At the beginning of Monday’s trading session, there was an unusually large surge in gold prices, briefly reaching a lifetime high of $2,148.78 per ounce before sharply declining. At the time of writing, the yellow metal is recording $2,027.52.
Multiple factors contributing to increase
Several factors contributed to this surge, with the most notable being signals of a somewhat less hawkish stance from the Fed, which raised expectations of early interest rate cuts by the Central Bank.
The demand for gold as a safe-haven asset increased after an attack on U.S. vessels in the Red Sea raised concerns about a broader conflict in the Middle East. Additionally, a separate attack on a significant gold mine in Peru heightened fears of supply disruptions in the gold market.
Although gold prices retreated from their record highs, they still remained well above the coveted $2,000 per ounce level, suggesting the potential for further gains. Spot gold rose by 0.2 percent to $2,032.60 per ounce, while gold futures expiring in February increased by 0.4 percent to $2,050.35 per ounce.
As the market awaited key U.S. nonfarm payrolls data on Friday, the optimism regarding early interest rate cuts by the Fed was somewhat tempered. This led to a reassessment of rate cut expectations, with traders now pricing in a 49 percent chance of rate cuts as early as March 2024, down from the 60 percent chance at the beginning of the week.

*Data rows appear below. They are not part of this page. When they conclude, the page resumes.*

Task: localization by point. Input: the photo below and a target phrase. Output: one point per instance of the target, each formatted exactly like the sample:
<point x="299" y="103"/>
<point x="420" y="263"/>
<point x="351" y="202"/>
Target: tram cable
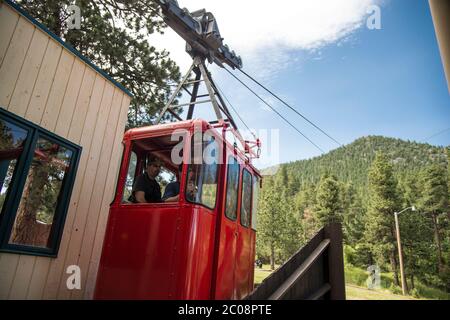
<point x="290" y="107"/>
<point x="274" y="110"/>
<point x="235" y="111"/>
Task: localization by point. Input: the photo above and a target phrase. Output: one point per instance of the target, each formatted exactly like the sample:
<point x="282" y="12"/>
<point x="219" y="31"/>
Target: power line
<point x="290" y="107"/>
<point x="437" y="134"/>
<point x="273" y="109"/>
<point x="240" y="118"/>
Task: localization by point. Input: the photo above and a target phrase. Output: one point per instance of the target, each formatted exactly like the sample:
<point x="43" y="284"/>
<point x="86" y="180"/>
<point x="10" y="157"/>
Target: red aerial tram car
<point x="201" y="247"/>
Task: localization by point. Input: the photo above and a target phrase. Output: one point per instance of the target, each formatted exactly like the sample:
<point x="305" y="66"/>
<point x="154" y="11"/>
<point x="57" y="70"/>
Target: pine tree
<point x="270" y="222"/>
<point x="353" y="215"/>
<point x="383" y="202"/>
<point x="114" y="36"/>
<point x="328" y="206"/>
<point x="435" y="201"/>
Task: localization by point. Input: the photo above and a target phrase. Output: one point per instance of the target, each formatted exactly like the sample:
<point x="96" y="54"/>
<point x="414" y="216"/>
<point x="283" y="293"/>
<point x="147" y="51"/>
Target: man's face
<point x="153" y="170"/>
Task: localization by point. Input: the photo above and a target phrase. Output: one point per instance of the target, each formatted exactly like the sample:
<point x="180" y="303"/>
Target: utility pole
<point x="400" y="255"/>
<point x="399" y="245"/>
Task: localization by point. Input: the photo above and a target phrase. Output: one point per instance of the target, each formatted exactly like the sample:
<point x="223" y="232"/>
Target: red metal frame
<point x="177" y="250"/>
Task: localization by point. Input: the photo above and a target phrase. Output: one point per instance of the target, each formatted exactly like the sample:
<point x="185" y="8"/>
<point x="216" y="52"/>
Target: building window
<point x="246" y="201"/>
<point x="37" y="171"/>
<point x="131" y="172"/>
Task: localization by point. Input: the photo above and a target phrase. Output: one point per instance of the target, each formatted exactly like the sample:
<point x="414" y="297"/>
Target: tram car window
<point x="246" y="198"/>
<point x="202" y="176"/>
<point x="144" y="149"/>
<point x="232" y="188"/>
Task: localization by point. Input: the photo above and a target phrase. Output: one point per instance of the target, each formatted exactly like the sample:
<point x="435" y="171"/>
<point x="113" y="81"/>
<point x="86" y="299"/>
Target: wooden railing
<point x="315" y="272"/>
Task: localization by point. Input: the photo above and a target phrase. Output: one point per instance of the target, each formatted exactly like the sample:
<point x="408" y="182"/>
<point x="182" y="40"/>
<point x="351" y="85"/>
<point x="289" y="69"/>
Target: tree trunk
<point x="437" y="238"/>
<point x="272" y="257"/>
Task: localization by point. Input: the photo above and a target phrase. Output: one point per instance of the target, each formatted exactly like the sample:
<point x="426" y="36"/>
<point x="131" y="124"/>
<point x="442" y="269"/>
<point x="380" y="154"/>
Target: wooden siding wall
<point x="47" y="84"/>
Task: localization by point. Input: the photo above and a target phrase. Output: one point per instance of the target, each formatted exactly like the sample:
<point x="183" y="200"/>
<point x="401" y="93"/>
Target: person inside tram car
<point x="145" y="188"/>
<point x="172" y="191"/>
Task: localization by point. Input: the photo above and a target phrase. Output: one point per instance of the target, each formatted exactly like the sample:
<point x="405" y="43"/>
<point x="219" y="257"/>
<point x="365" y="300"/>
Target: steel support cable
<point x="235" y="111"/>
<point x="290" y="107"/>
<point x="273" y="109"/>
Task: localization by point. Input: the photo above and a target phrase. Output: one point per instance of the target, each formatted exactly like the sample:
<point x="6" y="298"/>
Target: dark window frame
<point x="237" y="190"/>
<point x="255" y="188"/>
<point x="14" y="195"/>
<point x="249" y="218"/>
<point x="189" y="168"/>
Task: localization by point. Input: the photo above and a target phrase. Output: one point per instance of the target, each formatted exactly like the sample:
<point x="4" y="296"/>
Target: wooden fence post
<point x="333" y="232"/>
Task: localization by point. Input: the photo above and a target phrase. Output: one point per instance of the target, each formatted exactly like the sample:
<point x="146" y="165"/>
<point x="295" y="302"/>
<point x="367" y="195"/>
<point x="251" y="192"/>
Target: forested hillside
<point x="350" y="163"/>
<point x="361" y="185"/>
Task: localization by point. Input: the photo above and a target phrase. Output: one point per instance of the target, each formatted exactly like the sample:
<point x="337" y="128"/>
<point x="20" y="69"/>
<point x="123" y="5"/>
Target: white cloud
<point x="267" y="33"/>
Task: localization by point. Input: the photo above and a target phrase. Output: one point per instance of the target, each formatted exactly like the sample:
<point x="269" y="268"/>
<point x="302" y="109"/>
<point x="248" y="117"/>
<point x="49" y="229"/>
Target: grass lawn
<point x="261" y="274"/>
<point x="359" y="292"/>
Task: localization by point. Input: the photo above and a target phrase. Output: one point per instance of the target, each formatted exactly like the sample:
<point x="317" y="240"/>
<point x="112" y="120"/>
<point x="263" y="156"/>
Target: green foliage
<point x="114" y="36"/>
<point x="328" y="205"/>
<point x="363" y="184"/>
<point x="383" y="202"/>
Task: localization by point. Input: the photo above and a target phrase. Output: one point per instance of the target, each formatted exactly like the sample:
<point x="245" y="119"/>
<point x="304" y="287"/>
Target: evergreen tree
<point x="114" y="36"/>
<point x="353" y="216"/>
<point x="383" y="202"/>
<point x="328" y="207"/>
<point x="435" y="203"/>
<point x="270" y="222"/>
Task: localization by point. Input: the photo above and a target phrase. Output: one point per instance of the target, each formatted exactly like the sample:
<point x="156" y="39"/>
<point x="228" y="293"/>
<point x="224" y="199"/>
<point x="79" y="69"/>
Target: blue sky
<point x="352" y="82"/>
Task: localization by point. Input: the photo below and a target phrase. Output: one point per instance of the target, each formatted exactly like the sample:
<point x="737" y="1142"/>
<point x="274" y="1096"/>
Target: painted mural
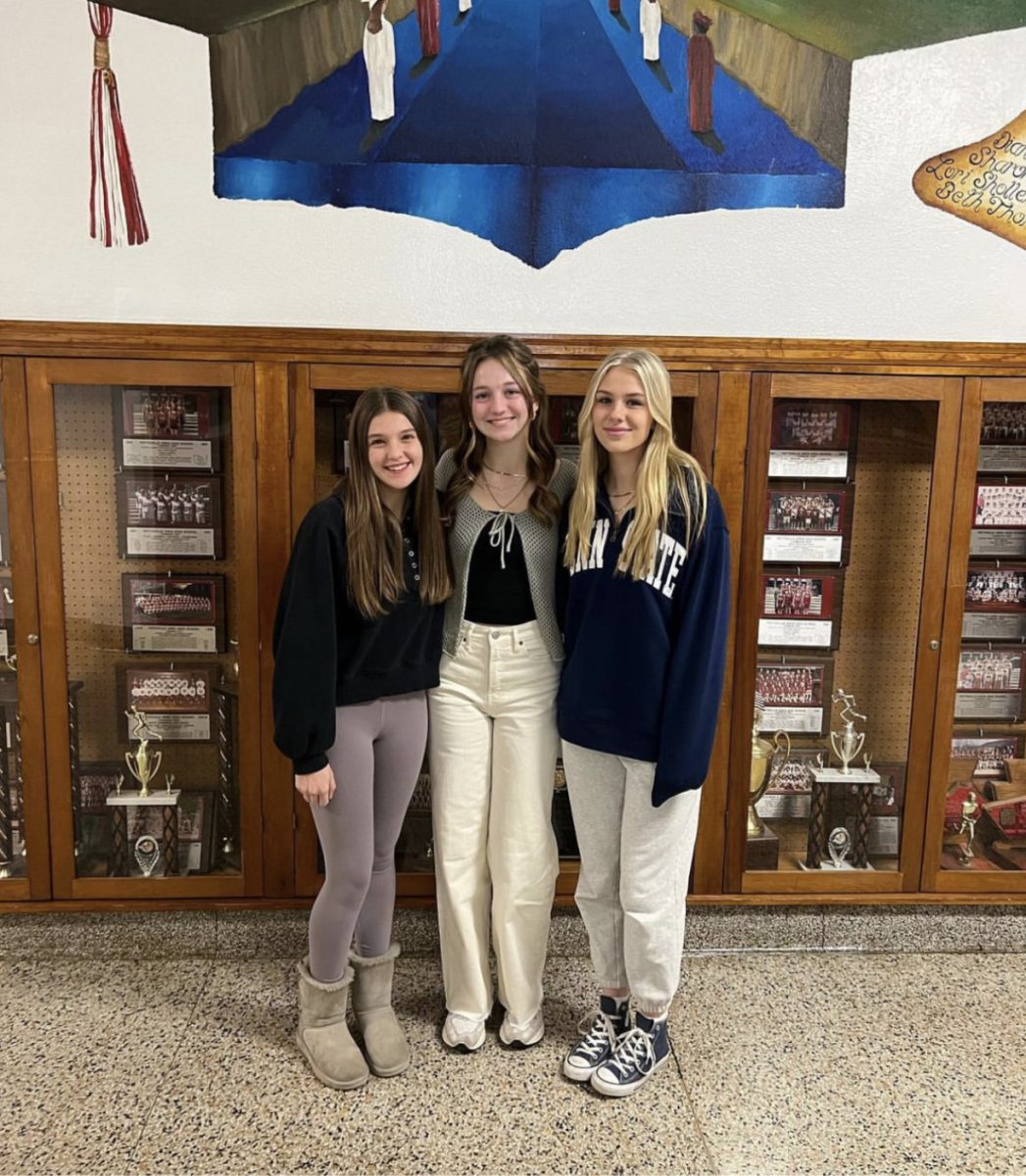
<point x="534" y="123"/>
<point x="983" y="183"/>
<point x="540" y="124"/>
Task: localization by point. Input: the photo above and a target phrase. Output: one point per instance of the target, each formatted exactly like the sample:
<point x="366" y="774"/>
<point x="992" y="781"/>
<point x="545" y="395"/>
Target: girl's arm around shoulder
<point x="691" y="701"/>
<point x="306" y="639"/>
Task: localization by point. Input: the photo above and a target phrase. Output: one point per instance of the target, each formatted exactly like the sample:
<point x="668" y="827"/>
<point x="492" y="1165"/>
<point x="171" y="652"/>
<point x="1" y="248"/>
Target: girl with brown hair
<point x="493" y="739"/>
<point x="357" y="646"/>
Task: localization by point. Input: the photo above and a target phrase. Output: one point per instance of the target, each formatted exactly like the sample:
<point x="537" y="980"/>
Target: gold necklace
<point x="502" y="473"/>
<point x="497" y="500"/>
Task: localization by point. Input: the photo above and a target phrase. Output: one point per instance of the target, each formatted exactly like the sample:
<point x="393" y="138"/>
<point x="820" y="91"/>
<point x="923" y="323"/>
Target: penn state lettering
<point x="669" y="556"/>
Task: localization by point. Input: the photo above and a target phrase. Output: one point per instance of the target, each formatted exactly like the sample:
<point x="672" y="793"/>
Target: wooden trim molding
<point x="445" y="348"/>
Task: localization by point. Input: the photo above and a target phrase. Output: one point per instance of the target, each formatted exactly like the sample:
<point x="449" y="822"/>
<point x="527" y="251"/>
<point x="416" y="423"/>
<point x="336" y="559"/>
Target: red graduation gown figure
<point x="702" y="66"/>
<point x="428" y="17"/>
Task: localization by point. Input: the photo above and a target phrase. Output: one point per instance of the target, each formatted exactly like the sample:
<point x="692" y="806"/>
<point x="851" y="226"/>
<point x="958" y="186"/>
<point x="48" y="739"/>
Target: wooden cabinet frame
<point x="274" y="374"/>
<point x="42" y="376"/>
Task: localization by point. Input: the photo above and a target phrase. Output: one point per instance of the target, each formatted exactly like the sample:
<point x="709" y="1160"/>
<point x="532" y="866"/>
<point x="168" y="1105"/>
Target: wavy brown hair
<point x="468" y="451"/>
<point x="373" y="534"/>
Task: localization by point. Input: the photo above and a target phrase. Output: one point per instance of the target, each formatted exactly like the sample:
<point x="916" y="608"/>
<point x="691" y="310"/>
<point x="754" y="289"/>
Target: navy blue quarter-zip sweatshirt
<point x="644" y="667"/>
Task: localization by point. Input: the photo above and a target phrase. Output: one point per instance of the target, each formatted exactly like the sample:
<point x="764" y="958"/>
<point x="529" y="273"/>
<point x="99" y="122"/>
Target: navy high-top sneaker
<point x="639" y="1054"/>
<point x="598" y="1044"/>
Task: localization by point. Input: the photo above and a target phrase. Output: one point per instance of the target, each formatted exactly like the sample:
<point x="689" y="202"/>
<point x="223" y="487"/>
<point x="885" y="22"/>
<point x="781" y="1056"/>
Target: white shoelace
<point x="598" y="1039"/>
<point x="500" y="534"/>
<point x="633" y="1053"/>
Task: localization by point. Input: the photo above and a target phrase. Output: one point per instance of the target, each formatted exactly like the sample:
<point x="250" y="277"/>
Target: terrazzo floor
<point x="787" y="1062"/>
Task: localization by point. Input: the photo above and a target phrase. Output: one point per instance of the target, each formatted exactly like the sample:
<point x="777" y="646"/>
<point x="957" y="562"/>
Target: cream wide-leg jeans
<point x="492" y="748"/>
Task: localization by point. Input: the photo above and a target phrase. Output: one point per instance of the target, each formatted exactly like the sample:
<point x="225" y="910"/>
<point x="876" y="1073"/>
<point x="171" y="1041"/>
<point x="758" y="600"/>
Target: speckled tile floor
<point x="789" y="1062"/>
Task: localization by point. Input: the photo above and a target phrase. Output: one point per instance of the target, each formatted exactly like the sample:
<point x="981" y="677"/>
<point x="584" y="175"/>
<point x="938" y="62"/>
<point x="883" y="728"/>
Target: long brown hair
<point x="468" y="452"/>
<point x="666" y="473"/>
<point x="373" y="534"/>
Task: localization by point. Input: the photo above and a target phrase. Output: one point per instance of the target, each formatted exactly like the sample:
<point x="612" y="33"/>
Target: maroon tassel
<point x="116" y="211"/>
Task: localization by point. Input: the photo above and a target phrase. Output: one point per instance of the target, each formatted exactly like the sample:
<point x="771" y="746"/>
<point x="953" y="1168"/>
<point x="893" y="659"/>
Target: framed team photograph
<point x="801" y="610"/>
<point x="98" y="780"/>
<point x="170" y="515"/>
<point x="197" y="811"/>
<point x="173" y="614"/>
<point x="987" y="753"/>
<point x="990" y="685"/>
<point x="175" y="700"/>
<point x="807" y="524"/>
<point x="995" y="607"/>
<point x="169" y="428"/>
<point x="812" y="439"/>
<point x="796" y="695"/>
<point x="1002" y="439"/>
<point x="790" y="793"/>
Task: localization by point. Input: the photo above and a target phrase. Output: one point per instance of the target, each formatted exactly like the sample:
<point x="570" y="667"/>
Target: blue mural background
<point x="538" y="126"/>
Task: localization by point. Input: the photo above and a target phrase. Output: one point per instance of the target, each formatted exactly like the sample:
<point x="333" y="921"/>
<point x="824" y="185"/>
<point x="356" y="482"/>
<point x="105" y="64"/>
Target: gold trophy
<point x="766" y="767"/>
<point x="848" y="742"/>
<point x="142" y="763"/>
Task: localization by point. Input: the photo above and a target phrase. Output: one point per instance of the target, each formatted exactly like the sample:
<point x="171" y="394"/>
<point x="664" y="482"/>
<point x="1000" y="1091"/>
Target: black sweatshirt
<point x="327" y="656"/>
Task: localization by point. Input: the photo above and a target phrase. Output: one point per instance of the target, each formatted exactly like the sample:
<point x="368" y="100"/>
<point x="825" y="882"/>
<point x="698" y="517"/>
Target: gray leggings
<point x="375" y="759"/>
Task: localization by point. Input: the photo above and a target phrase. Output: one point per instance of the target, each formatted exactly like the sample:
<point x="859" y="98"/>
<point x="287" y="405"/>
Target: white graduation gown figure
<point x="651" y="23"/>
<point x="379" y="54"/>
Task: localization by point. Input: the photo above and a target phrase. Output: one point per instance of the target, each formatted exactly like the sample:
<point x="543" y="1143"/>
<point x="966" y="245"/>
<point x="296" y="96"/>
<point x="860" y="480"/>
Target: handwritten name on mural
<point x="984" y="183"/>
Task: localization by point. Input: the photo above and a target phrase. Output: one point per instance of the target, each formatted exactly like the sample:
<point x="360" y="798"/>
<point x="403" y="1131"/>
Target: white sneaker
<point x="463" y="1034"/>
<point x="521" y="1036"/>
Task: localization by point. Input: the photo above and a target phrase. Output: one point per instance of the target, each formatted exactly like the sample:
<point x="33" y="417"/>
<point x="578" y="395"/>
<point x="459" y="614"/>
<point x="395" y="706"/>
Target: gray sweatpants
<point x="375" y="760"/>
<point x="635" y="861"/>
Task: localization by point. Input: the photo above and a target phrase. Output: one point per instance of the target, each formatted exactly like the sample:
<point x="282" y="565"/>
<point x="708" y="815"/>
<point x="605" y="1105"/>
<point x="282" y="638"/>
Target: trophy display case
<point x="837" y="629"/>
<point x="977" y="821"/>
<point x="148" y="492"/>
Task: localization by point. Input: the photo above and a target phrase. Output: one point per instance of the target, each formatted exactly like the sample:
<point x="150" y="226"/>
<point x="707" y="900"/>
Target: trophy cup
<point x="761" y="845"/>
<point x="848" y="742"/>
<point x="766" y="767"/>
<point x="142" y="763"/>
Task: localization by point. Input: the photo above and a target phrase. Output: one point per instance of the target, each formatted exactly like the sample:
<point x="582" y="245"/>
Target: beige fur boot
<point x="322" y="1036"/>
<point x="384" y="1041"/>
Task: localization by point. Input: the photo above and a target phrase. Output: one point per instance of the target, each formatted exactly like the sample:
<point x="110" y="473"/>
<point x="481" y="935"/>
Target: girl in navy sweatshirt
<point x="357" y="646"/>
<point x="645" y="597"/>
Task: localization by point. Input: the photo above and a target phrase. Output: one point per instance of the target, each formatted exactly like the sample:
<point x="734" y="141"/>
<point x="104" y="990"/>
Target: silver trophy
<point x="147" y="854"/>
<point x="839" y="846"/>
<point x="848" y="742"/>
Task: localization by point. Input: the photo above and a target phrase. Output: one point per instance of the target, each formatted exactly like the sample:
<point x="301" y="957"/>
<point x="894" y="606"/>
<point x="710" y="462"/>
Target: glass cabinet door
<point x="846" y="530"/>
<point x="24" y="826"/>
<point x="322" y="400"/>
<point x="977" y="827"/>
<point x="145" y="498"/>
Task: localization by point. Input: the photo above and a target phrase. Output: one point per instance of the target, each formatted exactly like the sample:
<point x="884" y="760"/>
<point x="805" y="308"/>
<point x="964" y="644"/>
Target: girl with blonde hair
<point x="645" y="603"/>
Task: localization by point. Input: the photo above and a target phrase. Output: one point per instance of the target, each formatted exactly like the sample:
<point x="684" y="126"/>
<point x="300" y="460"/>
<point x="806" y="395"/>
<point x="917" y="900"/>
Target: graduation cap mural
<point x="541" y="123"/>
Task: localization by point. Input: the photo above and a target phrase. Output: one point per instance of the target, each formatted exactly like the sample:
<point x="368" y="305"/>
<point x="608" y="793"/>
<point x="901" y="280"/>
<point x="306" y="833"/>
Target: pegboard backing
<point x="87" y="465"/>
<point x="884" y="580"/>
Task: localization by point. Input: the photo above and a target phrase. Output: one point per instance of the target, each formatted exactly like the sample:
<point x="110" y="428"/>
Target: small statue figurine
<point x="141" y="763"/>
<point x="848" y="742"/>
<point x="971" y="814"/>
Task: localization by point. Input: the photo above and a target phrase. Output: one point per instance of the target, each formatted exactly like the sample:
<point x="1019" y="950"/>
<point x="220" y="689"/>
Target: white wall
<point x="883" y="268"/>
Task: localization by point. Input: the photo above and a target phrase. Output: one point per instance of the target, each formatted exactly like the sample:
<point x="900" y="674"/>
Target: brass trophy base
<point x="762" y="852"/>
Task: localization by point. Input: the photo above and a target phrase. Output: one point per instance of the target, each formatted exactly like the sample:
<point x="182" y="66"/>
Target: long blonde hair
<point x="667" y="473"/>
<point x="468" y="451"/>
<point x="373" y="535"/>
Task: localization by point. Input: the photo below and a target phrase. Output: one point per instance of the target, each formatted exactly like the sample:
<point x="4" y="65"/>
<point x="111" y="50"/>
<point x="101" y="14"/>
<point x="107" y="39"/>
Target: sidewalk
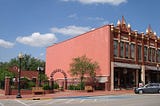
<point x="68" y="93"/>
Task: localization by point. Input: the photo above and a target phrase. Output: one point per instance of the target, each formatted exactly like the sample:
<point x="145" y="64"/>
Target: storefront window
<point x="132" y="51"/>
<point x="115" y="48"/>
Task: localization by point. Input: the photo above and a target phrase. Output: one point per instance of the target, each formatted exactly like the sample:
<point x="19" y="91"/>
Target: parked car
<point x="148" y="88"/>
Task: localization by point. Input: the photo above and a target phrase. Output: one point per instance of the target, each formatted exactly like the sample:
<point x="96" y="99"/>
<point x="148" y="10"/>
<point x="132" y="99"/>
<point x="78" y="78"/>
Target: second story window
<point x="127" y="50"/>
<point x="132" y="51"/>
<point x="153" y="55"/>
<point x="158" y="55"/>
<point x="145" y="53"/>
<point x="122" y="49"/>
<point x="139" y="52"/>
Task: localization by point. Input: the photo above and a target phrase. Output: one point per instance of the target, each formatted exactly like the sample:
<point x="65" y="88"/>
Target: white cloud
<point x="112" y="2"/>
<point x="37" y="39"/>
<point x="6" y="44"/>
<point x="71" y="30"/>
<point x="96" y="18"/>
<point x="73" y="15"/>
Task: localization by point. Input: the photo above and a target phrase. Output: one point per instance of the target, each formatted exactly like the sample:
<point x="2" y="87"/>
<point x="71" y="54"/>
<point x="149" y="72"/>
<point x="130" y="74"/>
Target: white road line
<point x="55" y="101"/>
<point x="1" y="104"/>
<point x="39" y="102"/>
<point x="69" y="101"/>
<point x="82" y="100"/>
<point x="22" y="102"/>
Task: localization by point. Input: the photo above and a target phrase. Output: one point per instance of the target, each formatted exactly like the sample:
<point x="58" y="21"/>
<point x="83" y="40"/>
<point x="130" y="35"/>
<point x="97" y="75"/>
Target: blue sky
<point x="29" y="26"/>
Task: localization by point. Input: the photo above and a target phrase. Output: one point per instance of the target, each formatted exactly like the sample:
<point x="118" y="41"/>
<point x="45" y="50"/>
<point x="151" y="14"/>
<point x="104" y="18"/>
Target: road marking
<point x="56" y="101"/>
<point x="82" y="100"/>
<point x="22" y="102"/>
<point x="69" y="101"/>
<point x="1" y="104"/>
<point x="39" y="102"/>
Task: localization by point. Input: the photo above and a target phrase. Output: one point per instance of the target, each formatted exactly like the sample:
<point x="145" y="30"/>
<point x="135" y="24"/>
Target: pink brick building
<point x="118" y="50"/>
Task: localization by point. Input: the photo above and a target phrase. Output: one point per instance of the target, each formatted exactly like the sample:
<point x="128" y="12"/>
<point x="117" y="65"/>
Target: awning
<point x="126" y="65"/>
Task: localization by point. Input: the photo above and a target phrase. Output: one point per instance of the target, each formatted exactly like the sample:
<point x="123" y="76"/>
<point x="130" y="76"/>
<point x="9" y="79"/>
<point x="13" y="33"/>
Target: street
<point x="112" y="100"/>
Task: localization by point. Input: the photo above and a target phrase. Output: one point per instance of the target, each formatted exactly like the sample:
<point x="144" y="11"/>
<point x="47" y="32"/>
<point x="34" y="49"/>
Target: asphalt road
<point x="116" y="100"/>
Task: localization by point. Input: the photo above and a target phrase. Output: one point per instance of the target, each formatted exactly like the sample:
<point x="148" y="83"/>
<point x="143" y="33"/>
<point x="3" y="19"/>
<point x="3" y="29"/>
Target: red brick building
<point x="125" y="56"/>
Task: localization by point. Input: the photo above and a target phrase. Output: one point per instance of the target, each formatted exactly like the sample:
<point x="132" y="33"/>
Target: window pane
<point x="158" y="55"/>
<point x="145" y="53"/>
<point x="122" y="49"/>
<point x="115" y="48"/>
<point x="132" y="51"/>
<point x="139" y="52"/>
<point x="127" y="50"/>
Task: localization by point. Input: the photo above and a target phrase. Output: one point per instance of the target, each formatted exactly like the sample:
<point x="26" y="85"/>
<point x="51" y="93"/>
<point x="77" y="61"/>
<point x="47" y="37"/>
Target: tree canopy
<point x="28" y="62"/>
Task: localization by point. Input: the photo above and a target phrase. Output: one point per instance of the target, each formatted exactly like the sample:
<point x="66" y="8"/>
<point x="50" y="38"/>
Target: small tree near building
<point x="83" y="66"/>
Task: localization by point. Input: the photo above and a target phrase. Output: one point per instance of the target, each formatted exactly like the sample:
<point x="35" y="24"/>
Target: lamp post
<point x="20" y="56"/>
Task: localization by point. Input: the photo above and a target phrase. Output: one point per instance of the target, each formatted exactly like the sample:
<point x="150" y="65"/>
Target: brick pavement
<point x="68" y="93"/>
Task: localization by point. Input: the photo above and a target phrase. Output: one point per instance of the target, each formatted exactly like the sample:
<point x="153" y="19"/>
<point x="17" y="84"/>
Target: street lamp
<point x="20" y="56"/>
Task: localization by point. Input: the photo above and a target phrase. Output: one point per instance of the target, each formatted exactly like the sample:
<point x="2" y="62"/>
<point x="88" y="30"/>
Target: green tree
<point x="83" y="66"/>
<point x="28" y="62"/>
<point x="4" y="73"/>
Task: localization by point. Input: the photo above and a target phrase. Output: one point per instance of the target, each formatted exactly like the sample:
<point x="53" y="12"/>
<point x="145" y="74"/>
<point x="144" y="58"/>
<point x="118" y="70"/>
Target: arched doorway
<point x="52" y="78"/>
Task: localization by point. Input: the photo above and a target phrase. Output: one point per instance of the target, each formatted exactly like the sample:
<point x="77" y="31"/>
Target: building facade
<point x="126" y="57"/>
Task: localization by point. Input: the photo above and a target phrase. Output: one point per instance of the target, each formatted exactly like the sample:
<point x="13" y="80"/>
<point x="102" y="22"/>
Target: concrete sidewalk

Nonfarm payrolls is a metric that quantifies the monthly change in employment levels, excluding the agricultural sector. The creation of jobs serves as a crucial indicator of consumer spending, which constitutes a significant portion of overall economic activity.
This uncertainty contributed to a further rebound of the dollar from recent lows, consequently limiting the recent gains of gold.
Read more: Gold prices, contingent on Fed moves and economic data
Significant demand
Nevertheless, it is expected that gold will continue to attract significant demand, as the market remains convinced that the Fed has ceased raising interest rates in this particular cycle. Rising interest rates increase the opportunity cost of investing in gold, which had negatively impacted the yellow metal earlier this year. Noteworthy that gold had also achieved substantial gains throughout November.